(Oct. 26, 2010) On October 19, 2010, the 109-member Nigerian Senate rejected a bill to amend the Electoral Act 2010; that amendment had been proposed by President Johnathan Goodluck. (Kunle Akogun, Senate Blocks Jonathan's Bid to Amend Electoral Act, THIS DAY (Oct. 20, 2010), http://allafrica.com/stories/printable/201010210081.html.)
The most controversial provision of the bill was one which sought to repeal a section in the Electoral Act prohibiting political appointees from participating as voting delegates in indirect party primaries for choosing candidates to run for high offices, including presidential candidates. (Id.) The current provision expressly states that “a political appointee at any level shall not be a voting delegate at the Convention or Congress of any political party for the purpose of nomination of candidates for any election.” (Bill for Electoral Act 2010, §87, the Nigerian Senate website, http://www.nass.gov.ng/nass/legislation.php?search=Electoral+Act+2010&am
p;Submit=Search (last visited Oct 21, 2010).)

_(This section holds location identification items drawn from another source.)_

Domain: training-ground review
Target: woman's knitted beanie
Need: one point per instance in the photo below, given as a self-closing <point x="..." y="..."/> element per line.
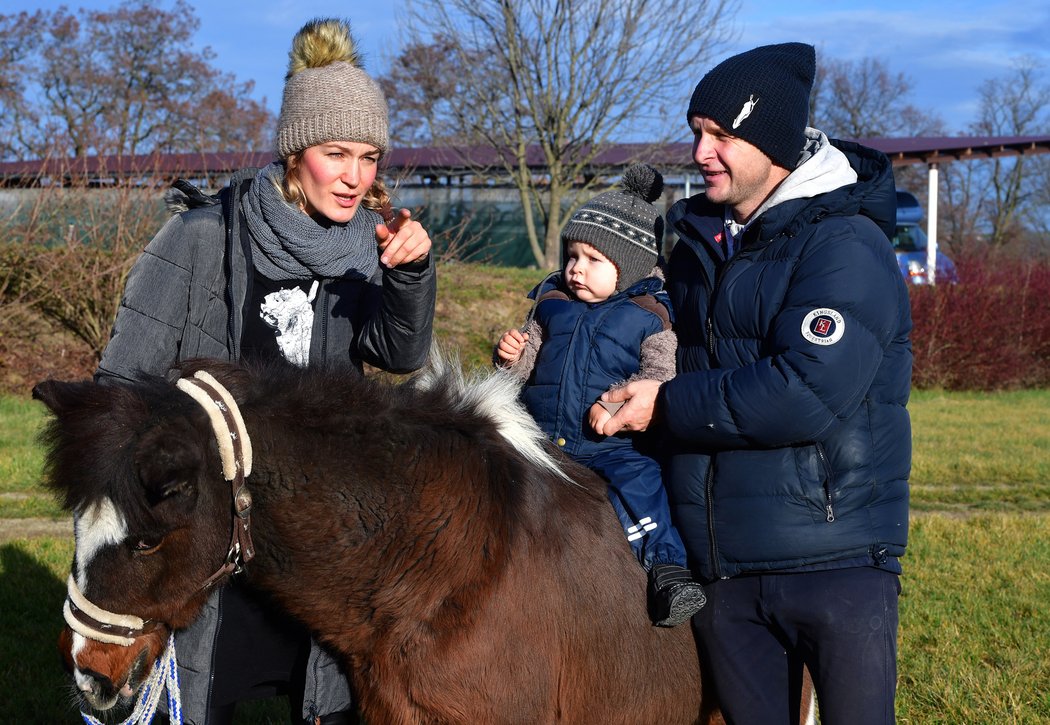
<point x="624" y="225"/>
<point x="328" y="96"/>
<point x="761" y="96"/>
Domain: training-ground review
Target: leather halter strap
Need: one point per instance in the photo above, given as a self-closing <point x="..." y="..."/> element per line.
<point x="235" y="451"/>
<point x="96" y="623"/>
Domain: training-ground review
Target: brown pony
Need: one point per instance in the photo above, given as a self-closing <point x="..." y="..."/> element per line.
<point x="462" y="571"/>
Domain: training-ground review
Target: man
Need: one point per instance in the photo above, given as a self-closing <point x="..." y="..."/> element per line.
<point x="786" y="425"/>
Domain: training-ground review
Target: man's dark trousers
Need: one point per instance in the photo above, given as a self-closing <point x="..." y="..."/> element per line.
<point x="756" y="632"/>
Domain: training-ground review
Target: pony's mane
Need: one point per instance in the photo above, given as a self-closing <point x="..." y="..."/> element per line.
<point x="84" y="438"/>
<point x="494" y="396"/>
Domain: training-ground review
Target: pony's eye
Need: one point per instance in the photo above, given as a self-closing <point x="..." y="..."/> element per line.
<point x="144" y="545"/>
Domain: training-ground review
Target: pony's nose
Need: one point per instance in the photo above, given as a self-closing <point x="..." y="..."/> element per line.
<point x="95" y="684"/>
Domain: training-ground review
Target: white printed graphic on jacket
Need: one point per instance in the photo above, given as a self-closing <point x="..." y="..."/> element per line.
<point x="291" y="314"/>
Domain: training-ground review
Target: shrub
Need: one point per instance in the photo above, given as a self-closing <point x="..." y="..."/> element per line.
<point x="991" y="331"/>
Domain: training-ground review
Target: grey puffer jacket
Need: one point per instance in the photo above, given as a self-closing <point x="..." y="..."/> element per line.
<point x="185" y="298"/>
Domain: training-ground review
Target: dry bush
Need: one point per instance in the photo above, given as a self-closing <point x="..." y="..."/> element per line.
<point x="65" y="253"/>
<point x="991" y="331"/>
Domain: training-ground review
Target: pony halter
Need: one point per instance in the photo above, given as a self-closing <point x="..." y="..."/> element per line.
<point x="235" y="452"/>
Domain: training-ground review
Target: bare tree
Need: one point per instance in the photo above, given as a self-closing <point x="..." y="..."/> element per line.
<point x="17" y="119"/>
<point x="1015" y="105"/>
<point x="566" y="77"/>
<point x="122" y="81"/>
<point x="863" y="99"/>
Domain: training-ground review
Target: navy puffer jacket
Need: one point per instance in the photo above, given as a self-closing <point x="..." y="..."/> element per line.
<point x="588" y="348"/>
<point x="792" y="443"/>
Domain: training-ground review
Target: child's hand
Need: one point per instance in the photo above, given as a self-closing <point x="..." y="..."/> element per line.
<point x="511" y="345"/>
<point x="401" y="240"/>
<point x="597" y="416"/>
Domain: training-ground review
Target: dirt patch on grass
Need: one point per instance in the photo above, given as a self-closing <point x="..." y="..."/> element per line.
<point x="32" y="529"/>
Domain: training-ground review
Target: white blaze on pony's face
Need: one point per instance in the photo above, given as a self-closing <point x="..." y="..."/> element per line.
<point x="99" y="525"/>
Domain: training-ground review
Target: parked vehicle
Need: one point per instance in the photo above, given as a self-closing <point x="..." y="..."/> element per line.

The opposition to Goodluck's bill was intensified because of the apparent conflict of interest that it created. The Electoral Act provision that the bill sought to repeal is said to have disqualified over 2,000 of Goodluck's appointees, including ministers, special advisors, chairmen of boards, and ambassadors, from participating as delegates in the coming presidential primaries for the 2011 elections, and he clearly stood to personally gain an edge in the primaries from its repeal. (Constance Ikokwu & Chuks Okocha, Jonathan Under Pressure to Veto New Electoral Bill, THIS DAY (Aug. 17, 2010), http://allafrica.com/stories/201008170012.html.)
Ayogu Eze, the Senate Spokesman, told journalists that the rejection of the proposed amendment is a sign that the upper house of the Nigerian Parliament “is not a rubber stump chamber.” He added that “our relationship with the executive is very cordial but that cordiality does not mortgage our independence.” (Akogun, supra).